The audio is equally up to the task. Like the graphics, the audio is taken from the original release, and while certainly compressed, the game supports Dolby Pro Logic II 5.1 surround. The voice-acting is engaging (the dialogue is still corny), gunfire sounds great and each weapon sounds distinctive, while audio cues help to build tension and a feeling of dread.
Considering the age of the source material, and comparing it to other HD re-releases, Resident Evil 4 HD is definitely up there with the best of them.
To be perfectly blunt, Resident Evil 4 HD's trophy list is a joke. Despite the game’s fifteen hour single-player campaign (filled with boss fights, puzzles, and collectibles), an unlockable difficulty, and additional content in the form of various mini-games which can add up to twenty hours of gameplay, your ultimate reward for conquering this fantastic and, at times, difficult game is a single Gold trophy.

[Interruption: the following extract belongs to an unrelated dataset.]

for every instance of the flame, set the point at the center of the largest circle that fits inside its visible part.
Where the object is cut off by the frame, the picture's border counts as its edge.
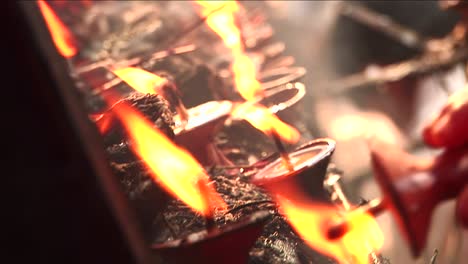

Considering that games like Call of Duty Classic, Trine, and WipEout HD (all games made only available on the PSN) all have extensive trophy lists, including a Platinum trophy, this is really just laziness from Capcom. There are only two missable trophies: one for collectibles, and one for discovering a hidden surprise. To earn all trophies, two main story playthroughs are required, as well as one run through the mini-game Separate Ways, ignoring the Assignment Ada and Mercenaries mini-games completely. Total time to earn 100% of the trophies for a first-timer is about 30 hours, while veterans should be able to do it in under 20 hours.
Despite some shortcomings, Resident Evil 4 is a game that will always hold a special place in my heart. The game is difficult without being unfair, interesting without being convoluted, and fun without being silly. Even after twenty-something playthroughs, certain sections still get my heart racing. This HD re-release has something for new comers, and for veterans. For the asking price, Resident Evil 4 HD is definitely a game worth playing. There’s a reason why it’s the best-selling survival horror game of all time.
Narrative and dialogue have never been the strong suit of Resident Evil games, and Resident Evil 4 is no exception. From cheesy dialogue and absurdly evil villains, impossible escapes and unbelievable coincidences, this game commits nearly every story-telling sin, but the results are undeniably engaging and fun. Resident Evil 4 is still an enjoyable survival horror adventure that will keep your attention with plenty of scares and thrills, right up until the credits roll.
Gameplay is fairly consistent – you run, you gun, you solve a puzzle, and move onto the next stage. Level and enemy variations, thrilling boss fights, and a myriad of collectibles, however, break up the monotony and keep things interesting and challenging. While the controls can take some getting used to, they fit the game well. Elements of strategy deepen the experience. The main story is a decent fifteen hours in length, and multiple playthroughs and additional content will keep you coming back for more.
While essentially being the GameCube version running at a higher resolution, Resident Evil 4 HD still looks pretty great. The game’s shortcomings have unfortunately been compounded by Capcom’s inexplicable choice to compress the game to a 3GB file size, which has had a notable impact on visual and audio quality. Having said this, players will rarely encounter visual hiccups or glitches. This is a game that certainly shows its age, but is still very much playable. This is, by far, the best looking iteration of the game to date.